The twelve episodes of Blazblue: Alter Memory are presented across two Blu-rays as follows. This is a Blu-ray only release in the UK.
1. The Red Rebel
2. The Azure Successor
3. The Observing Eye
4. Probabilistic Events
5. The Pair of White Guns
6. False World
7. The Wings of Judgment
8. The Mechanical Soul
9. The Power of Order
10. The God-Killer’s Cocoon
11. The Murakumo Awakens
12. The Price for the Future
The discs get the standard 1.78:1 widescreen 1080p transfer. The image is clear and sharp throughout, with strong, consistent colours. The only issue might be with digital banding, mostly on scene fades, but stronger here than I have seen of late on anime Blu-rays. The anime is well accomplished, with strong, fluid action animation, plenty of arcane special effects, and appealing character animation. The characters are a little on the generic side, with the protagonist Ragna somewhat reminiscent of a cutesy Dante from Devil May Cry, while the antagonist, Hazama/Terumi looks just like Gin Ichimaru from Bleach, but with green hair. It’s a perfectly watchable show though.

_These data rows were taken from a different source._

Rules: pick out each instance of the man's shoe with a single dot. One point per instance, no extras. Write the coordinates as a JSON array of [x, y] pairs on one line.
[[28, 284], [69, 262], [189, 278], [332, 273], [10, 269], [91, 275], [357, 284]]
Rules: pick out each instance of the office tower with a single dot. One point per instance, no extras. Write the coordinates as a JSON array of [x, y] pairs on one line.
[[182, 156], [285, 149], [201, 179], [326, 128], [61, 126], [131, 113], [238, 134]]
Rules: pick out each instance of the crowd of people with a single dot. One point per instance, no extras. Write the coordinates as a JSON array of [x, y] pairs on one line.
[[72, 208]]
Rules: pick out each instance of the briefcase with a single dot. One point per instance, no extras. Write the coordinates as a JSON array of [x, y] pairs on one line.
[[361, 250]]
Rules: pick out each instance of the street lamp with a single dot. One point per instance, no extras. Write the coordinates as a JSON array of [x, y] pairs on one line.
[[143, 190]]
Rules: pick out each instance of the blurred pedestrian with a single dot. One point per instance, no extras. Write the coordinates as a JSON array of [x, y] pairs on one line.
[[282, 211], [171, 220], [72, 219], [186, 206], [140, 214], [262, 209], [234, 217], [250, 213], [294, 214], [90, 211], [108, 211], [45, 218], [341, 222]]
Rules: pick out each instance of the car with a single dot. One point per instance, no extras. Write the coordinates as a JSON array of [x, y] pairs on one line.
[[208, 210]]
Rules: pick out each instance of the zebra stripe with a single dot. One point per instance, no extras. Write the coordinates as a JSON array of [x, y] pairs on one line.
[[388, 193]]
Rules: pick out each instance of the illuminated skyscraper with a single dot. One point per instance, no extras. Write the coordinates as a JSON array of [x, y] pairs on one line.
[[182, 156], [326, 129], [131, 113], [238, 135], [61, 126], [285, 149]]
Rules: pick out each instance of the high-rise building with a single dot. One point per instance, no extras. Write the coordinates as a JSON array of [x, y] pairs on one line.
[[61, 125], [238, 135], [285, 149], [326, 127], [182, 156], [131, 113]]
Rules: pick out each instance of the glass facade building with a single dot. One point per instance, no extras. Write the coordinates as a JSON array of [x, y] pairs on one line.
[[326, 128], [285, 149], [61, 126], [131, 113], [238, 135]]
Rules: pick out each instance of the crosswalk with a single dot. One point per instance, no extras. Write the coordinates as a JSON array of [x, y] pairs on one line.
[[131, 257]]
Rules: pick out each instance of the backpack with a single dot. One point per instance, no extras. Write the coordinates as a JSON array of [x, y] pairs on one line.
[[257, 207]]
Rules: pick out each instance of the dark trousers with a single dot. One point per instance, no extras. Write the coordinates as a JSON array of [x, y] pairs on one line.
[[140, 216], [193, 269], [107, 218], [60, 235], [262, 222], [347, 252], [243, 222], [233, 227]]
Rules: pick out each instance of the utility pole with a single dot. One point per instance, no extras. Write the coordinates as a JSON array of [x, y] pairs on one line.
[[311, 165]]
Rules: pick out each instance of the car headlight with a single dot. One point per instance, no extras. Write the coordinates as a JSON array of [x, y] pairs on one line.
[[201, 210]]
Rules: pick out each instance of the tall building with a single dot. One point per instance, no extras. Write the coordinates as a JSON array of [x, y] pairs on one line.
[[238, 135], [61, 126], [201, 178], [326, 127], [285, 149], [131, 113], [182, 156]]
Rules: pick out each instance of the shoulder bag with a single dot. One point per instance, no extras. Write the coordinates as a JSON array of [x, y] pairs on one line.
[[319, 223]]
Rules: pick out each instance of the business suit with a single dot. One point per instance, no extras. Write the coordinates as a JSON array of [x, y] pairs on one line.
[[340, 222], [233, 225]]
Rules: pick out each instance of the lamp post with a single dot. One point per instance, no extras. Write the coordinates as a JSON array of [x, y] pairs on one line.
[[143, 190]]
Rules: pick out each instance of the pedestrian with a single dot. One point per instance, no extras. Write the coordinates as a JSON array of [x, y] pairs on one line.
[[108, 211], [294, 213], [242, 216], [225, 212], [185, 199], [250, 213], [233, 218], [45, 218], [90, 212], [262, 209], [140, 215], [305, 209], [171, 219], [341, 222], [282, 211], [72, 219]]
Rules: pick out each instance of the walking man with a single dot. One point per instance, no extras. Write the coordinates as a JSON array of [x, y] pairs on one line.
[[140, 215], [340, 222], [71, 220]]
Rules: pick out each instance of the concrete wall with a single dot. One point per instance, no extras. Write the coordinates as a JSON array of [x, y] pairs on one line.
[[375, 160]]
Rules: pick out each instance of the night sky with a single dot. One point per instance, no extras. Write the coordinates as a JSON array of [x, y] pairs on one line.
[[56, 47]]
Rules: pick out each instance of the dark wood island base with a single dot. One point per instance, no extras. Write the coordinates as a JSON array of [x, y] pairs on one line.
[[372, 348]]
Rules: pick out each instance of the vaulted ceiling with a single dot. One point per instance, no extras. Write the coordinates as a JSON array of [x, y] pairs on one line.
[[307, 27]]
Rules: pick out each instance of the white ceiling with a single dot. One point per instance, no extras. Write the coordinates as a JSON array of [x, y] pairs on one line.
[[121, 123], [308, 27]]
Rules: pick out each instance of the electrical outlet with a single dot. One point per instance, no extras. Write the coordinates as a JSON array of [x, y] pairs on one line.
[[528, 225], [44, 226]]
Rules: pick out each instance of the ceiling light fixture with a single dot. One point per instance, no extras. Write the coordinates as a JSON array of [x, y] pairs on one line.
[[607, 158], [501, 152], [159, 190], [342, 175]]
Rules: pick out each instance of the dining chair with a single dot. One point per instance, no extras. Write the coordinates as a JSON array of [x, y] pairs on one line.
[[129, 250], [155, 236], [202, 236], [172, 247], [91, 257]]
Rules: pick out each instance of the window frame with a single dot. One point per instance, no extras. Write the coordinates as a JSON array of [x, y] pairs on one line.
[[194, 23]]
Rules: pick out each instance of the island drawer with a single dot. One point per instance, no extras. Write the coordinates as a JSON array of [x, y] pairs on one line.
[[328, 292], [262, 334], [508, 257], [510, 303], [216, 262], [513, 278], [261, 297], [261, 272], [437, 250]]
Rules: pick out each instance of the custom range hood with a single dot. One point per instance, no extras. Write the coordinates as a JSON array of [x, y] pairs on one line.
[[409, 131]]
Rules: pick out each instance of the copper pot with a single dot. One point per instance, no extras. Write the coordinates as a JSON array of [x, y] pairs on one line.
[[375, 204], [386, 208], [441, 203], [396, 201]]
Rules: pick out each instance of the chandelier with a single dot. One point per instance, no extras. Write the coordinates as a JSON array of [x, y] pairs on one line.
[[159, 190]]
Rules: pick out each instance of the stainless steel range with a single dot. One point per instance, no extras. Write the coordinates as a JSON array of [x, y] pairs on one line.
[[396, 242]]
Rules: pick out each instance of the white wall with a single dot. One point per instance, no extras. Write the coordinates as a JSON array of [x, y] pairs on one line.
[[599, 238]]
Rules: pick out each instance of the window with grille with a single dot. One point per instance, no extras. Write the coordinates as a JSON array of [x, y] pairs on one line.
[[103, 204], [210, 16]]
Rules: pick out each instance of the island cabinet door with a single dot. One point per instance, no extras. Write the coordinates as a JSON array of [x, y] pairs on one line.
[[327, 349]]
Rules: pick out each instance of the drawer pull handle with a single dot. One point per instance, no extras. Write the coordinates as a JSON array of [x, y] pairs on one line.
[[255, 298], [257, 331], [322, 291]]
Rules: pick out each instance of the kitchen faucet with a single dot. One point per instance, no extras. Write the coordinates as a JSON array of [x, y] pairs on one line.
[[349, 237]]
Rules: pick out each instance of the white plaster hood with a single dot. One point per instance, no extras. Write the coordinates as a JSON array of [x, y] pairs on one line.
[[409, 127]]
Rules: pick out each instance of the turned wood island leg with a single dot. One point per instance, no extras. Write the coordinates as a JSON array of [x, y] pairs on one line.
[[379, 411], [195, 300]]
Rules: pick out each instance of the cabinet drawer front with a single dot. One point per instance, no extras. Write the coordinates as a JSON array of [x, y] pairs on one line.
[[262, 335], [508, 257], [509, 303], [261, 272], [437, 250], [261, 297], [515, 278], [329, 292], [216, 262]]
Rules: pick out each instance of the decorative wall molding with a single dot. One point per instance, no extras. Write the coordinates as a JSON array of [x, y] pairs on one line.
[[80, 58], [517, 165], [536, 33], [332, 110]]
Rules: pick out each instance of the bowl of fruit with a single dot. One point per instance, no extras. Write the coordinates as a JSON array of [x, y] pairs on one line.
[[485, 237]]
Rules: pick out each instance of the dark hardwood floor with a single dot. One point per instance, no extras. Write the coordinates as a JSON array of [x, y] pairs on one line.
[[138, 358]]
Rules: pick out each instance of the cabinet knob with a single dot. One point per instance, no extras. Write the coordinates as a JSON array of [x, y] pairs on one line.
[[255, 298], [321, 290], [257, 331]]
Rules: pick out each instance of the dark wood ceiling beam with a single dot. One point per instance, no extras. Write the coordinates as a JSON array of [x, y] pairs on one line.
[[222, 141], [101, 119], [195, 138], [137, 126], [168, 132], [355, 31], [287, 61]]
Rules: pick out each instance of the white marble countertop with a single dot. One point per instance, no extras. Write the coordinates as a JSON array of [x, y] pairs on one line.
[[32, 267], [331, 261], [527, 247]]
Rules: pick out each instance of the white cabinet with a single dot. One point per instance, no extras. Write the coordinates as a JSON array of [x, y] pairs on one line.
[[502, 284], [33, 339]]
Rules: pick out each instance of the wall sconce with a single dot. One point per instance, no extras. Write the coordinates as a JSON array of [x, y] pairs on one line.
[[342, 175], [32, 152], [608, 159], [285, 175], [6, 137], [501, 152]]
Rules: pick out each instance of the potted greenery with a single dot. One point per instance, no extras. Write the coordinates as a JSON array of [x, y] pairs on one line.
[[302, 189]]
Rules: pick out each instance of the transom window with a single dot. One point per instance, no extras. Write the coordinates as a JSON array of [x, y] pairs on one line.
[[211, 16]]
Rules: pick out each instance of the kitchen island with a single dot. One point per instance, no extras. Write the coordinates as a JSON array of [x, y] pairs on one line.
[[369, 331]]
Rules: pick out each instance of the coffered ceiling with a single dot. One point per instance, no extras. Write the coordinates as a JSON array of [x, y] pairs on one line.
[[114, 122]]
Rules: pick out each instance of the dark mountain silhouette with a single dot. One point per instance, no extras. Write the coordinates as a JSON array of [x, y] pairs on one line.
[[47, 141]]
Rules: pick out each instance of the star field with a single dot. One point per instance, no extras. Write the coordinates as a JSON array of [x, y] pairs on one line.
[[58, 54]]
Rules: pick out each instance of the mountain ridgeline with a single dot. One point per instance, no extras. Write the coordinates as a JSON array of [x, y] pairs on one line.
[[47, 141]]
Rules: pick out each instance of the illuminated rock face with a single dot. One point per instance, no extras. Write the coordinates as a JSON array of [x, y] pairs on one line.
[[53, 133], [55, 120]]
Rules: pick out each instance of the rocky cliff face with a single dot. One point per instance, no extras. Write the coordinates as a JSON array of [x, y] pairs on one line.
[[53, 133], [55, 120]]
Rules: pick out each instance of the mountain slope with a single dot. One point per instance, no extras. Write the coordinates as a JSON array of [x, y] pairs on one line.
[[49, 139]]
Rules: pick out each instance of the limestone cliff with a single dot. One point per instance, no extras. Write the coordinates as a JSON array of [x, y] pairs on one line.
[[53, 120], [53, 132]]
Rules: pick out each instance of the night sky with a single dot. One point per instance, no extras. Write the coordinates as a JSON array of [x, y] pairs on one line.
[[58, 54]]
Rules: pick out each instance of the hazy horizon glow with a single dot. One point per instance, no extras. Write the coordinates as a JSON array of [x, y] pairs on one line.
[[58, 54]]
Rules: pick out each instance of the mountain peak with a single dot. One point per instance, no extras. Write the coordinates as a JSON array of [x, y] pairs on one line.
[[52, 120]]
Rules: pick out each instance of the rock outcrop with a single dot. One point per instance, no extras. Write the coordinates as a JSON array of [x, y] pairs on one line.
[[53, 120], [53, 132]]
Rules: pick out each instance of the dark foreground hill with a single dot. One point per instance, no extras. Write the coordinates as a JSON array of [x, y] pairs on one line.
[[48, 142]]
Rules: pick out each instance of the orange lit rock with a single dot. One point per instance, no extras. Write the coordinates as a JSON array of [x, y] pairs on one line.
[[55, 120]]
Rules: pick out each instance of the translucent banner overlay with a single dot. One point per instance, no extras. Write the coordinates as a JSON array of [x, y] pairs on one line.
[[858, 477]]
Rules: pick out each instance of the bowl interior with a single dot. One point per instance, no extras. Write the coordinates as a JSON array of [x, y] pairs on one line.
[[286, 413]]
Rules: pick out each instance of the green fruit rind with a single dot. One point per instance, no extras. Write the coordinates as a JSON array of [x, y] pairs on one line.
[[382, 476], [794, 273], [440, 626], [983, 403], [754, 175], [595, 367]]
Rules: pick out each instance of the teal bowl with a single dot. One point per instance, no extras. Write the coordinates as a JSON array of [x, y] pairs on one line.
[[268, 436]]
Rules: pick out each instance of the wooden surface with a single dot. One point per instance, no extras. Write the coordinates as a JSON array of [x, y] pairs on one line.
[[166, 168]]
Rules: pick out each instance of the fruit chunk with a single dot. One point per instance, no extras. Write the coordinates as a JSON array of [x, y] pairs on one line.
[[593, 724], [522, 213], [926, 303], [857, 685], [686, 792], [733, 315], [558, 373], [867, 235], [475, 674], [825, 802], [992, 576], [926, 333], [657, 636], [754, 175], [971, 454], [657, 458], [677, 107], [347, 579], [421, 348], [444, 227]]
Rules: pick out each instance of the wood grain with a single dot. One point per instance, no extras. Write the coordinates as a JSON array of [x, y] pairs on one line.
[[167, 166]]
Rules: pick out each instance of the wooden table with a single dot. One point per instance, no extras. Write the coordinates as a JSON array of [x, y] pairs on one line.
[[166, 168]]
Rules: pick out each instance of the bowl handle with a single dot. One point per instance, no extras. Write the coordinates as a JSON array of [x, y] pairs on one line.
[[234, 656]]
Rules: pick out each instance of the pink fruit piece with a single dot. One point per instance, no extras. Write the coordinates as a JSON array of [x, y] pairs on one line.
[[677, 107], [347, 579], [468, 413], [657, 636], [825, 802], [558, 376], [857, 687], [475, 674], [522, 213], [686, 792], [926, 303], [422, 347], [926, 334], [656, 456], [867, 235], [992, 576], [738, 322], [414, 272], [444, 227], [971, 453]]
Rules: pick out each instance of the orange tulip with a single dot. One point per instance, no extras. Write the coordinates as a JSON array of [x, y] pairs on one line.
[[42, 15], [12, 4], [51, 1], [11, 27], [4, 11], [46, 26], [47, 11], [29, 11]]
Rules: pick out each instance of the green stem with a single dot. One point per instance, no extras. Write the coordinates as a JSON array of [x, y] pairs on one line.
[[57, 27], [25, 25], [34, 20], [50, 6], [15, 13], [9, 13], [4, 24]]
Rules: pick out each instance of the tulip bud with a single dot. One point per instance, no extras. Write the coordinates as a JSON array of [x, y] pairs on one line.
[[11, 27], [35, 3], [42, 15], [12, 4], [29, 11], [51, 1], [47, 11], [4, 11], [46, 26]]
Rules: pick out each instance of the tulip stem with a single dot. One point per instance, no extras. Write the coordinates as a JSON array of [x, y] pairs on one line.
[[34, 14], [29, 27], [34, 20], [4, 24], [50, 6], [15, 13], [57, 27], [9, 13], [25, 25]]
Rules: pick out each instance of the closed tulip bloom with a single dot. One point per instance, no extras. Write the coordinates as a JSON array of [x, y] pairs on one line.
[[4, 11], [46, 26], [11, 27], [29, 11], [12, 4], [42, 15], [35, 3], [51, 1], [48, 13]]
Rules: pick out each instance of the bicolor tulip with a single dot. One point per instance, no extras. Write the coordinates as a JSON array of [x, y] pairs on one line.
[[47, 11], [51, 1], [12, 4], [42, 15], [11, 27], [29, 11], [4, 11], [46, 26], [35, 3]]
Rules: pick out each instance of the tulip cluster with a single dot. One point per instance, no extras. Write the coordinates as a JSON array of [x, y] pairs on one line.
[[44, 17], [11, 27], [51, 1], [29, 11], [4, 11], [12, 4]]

You have the choice between Dolby TrueHD 2.0 Stereo English and Japanese, with subtitles and signs locked during playback. Other than extremely low volume, the audio presentation is adequate, with the action coming across well, and with some enthusiastic and character appropriate voice actor performances in the Japanese that I listened to. I gave the English dub a quick try and it seemed equally adequate. The subtitles are timed accurately and are free of typos.
The discs boot to animated menus.
Disc 1 autoplays with a trailer for Hyperdimension Neptunia.
Disc 2 kicks off with a trailer for Tokyo Ravens Part 2.
On the disc you’ll find the textless credits, the US Trailer, and further Funimation trailers for Ping Pong the Animation, Fairy Tail Collection 4, Soul Eater Not!, Noragami, Michiko & Hatchin, D-Frag!, and Nobunagun.
My heart just isn’t in writing an extended review for Blazblue. I recently gave one of my most loathed series, Horizon on the Middle of Nowhere a second chance, another watch through to see if its incomprehensible plot obscured by oodles of fan service would this time resolve into a watchable show. It didn’t, and the discs went off to metaphorical landfill, never to be watched again. Blazblue is even worse when it comes to incomprehensible plots. I have absolutely no idea what this show is about. I couldn’t comprehend the story, and I certainly had no means with which to engage with the characters. It was a divorced and sterile experience for me, made worse by the tedium that results when something that you don’t understand unfolds in front of you. I had to watch two episodes over again when I fell asleep during their runtime. Subsequently, if I fell asleep, I just didn’t bother. Given that this happened during the final episode, you wouldn’t be unjustified in accusing me of slacking on the job. But I have no intention of watching Blazblue: Alter Memory ever again. No second chances.
Blazblue is a show replete with jargon. It’s the equivalent of technobabble on Star Trek, a whole lexicon of bizarre phrases and words that mean something in this universe, and mean something to those in the know, the members of the club. Unfortunately, I’m not a member of that club, which turned half the dialogue into “Blah the Blah, because the Blah Blah Blah has Blah Blah’ed the Blah.” Fortunately, I suspect that the membership dues are paid by playing the games. If you’ve worked your way through the Blazblue videogames, then it is more than likely you will understand what this story is about, who the characters are, and why they interact in the way that they do. Maybe then you’ll understand who Ragna is, why he does what he does, just how he’s related to Jin, to Saya, to Hazama, why he keeps encountering girls with the same face.
I could continue in this vein of complete oblivion. But I think I’ve made it clear how I feel about Blazblue: Alter Memory. I couldn’t make heads or tails of the story or the characters, and I suspect that the same will be true for anyone else who approaches this show without the crutch of the videogames to lean on. Never more apt has been the phrase, ‘for fans of the games only’. On the bright side, the show is animated with vigour, the story has a rapid and appealing pace to it, and the voice actors bury themselves in their respective parts. I don’t think those game fans will be bored with Blazblue. Alas, the only use I see in these discs is as a cure for insomnia.